2. Sample size used for the test set and the data provenance:
The document does not explicitly state the sample size for each test. However, for the "Toughness" test, the acceptance criteria mention "180 times of flexing cycles," and for "Wear Resistance," it mentions "10,000 cycles of abrasion," indicating the number of iterations or repetitions for these specific tests on material samples. The data provenance is not specified in terms of country of origin or whether it's retrospective or prospective; it appears to be internal testing conducted by 3D Diagnostix Inc.
3. Number of experts used to establish the ground truth for the test set and the qualifications of those experts:
The document does not mention the use of experts or their qualifications for establishing ground truth for the performance tests. The "Rigidity" and "Fit" tests rely on visual examination and manual assessment, but the "expert" status is not defined.
4. Adjudication method (e.g., 2+1, 3+1, none) for the test set:
No adjudication method is mentioned for the test set.
5. If a multi-reader multi-case (MRMC) comparative effectiveness study was done, If so, what was the effect size of how much human readers improve with AI vs without AI assistance:
No MRMC comparative effectiveness study was done. This document describes the testing of a physical medical device (night guard), not an AI-assisted diagnostic tool.

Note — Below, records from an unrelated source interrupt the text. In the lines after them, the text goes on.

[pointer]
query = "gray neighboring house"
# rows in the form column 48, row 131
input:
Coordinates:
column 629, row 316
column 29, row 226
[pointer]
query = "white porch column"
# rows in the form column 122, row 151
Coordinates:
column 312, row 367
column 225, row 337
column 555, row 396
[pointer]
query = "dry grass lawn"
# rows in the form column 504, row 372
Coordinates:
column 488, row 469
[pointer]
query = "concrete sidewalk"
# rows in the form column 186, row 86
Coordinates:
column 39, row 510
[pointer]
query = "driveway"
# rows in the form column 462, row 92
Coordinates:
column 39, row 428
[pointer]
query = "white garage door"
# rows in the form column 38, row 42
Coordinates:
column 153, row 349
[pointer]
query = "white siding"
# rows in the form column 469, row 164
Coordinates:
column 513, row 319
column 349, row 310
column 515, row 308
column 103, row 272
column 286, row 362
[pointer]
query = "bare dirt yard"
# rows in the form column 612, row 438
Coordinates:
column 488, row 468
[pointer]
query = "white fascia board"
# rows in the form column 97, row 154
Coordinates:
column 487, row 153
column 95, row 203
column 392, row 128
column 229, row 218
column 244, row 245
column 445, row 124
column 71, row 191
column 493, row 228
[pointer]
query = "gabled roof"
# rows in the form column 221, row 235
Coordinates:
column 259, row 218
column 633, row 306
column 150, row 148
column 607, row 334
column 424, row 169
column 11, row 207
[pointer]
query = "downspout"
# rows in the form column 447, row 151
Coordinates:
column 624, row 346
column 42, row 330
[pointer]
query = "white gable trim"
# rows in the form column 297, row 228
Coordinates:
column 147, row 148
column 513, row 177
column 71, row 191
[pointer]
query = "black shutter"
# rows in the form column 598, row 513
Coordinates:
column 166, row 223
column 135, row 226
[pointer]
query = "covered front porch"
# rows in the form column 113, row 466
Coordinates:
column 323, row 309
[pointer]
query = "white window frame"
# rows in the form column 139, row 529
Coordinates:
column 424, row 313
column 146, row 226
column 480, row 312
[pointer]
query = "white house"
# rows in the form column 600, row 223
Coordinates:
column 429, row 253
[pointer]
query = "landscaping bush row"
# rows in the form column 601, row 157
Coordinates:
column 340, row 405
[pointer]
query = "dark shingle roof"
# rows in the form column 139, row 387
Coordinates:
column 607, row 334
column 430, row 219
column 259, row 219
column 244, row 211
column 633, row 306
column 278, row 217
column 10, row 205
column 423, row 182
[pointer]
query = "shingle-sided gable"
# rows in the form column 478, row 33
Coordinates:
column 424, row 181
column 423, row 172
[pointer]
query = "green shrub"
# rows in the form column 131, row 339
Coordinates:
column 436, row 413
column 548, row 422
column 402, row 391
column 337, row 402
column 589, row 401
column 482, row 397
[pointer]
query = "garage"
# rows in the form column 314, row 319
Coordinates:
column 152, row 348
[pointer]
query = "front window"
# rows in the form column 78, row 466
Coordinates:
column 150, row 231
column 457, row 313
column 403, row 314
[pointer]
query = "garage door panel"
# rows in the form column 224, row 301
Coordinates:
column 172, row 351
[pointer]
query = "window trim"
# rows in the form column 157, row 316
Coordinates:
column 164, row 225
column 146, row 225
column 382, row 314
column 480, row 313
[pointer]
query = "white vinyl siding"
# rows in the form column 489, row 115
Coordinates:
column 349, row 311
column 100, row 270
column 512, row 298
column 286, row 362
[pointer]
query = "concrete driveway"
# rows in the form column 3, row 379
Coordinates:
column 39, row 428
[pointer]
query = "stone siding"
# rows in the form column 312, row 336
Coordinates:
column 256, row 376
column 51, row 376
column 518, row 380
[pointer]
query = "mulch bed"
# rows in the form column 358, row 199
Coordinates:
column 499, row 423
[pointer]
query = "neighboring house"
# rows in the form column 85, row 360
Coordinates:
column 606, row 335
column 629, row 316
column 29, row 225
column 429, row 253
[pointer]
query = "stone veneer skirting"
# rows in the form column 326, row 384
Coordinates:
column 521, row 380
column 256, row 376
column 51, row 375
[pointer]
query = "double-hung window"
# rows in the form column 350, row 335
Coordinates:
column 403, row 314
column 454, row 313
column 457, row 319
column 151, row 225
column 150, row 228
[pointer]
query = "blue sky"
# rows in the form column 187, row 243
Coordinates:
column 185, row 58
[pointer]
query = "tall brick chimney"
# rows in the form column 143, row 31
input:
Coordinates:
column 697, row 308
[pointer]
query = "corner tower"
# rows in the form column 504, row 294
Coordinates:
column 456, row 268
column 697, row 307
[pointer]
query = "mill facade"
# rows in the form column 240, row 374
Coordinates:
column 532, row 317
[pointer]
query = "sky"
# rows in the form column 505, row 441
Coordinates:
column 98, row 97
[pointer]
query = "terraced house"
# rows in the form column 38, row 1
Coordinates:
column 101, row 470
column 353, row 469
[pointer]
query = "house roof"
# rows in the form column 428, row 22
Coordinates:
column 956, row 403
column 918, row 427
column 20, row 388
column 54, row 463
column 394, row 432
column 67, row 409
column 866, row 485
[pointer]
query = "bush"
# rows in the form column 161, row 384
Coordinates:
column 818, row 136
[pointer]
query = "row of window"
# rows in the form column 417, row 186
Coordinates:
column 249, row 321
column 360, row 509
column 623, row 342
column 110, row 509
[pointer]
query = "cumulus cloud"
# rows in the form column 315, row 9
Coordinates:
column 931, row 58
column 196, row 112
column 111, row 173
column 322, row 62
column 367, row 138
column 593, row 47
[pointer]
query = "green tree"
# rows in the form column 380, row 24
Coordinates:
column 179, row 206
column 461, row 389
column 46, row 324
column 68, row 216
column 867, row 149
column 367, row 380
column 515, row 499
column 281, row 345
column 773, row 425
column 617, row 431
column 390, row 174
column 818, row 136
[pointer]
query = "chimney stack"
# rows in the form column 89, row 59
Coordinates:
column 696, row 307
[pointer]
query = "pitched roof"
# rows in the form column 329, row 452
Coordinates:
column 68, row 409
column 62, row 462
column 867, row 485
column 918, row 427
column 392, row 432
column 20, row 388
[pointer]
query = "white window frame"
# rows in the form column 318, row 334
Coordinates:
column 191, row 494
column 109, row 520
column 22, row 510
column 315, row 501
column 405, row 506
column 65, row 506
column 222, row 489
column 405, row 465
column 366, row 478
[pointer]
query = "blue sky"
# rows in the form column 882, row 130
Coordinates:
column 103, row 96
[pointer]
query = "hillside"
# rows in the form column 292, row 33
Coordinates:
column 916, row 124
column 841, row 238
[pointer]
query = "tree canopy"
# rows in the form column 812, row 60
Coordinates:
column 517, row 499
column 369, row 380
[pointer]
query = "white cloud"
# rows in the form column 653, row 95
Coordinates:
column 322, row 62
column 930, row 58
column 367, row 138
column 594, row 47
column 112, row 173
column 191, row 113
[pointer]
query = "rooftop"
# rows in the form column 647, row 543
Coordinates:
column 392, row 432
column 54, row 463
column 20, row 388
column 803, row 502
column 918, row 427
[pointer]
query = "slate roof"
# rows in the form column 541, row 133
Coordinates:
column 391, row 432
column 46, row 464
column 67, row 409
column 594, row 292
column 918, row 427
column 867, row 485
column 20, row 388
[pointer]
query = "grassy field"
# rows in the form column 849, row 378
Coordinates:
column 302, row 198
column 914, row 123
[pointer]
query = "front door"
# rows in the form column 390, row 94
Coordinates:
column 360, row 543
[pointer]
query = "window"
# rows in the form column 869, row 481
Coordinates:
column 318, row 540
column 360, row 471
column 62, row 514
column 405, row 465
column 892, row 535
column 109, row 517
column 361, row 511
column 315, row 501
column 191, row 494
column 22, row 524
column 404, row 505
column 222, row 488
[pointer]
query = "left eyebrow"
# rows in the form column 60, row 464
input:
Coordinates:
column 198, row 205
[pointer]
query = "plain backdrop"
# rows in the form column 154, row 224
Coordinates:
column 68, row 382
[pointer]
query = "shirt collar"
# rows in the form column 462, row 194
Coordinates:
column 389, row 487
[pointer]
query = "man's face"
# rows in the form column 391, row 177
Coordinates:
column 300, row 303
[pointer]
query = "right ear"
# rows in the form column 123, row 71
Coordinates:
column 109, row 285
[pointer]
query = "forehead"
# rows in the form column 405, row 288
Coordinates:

6. If a standalone (i.e., algorithm only without human-in-the-loop performance) was done:
This question is not applicable as the subject device is a physical night guard, not an algorithm.
7. The type of ground truth used (expert consensus, pathology, outcomes data, etc.):
The ground truth for the performance tests (Rigidity, Toughness, Fit, Wear Resistance) is based on compliance with predefined acceptance criteria derived from internal requirements and/or relevant standards (ASTM D695, ISO 14569). It's a combination of objective measurements (e.g., compressive stress for toughness) and subjective assessment against established criteria (e.g., "feels sufficiently rigid," "stays on metal dentition when turned upside down" for fit). For biocompatibility, the ground truth is established by adherence to ISO 10993-1.
8. The sample size for the training set:
This section is not applicable. The Night Guard is a physical device, not a machine learning model, so there is no "training set."
9. How the ground truth for the training set was established:
This question is not applicable, as there is no training set for a physical device.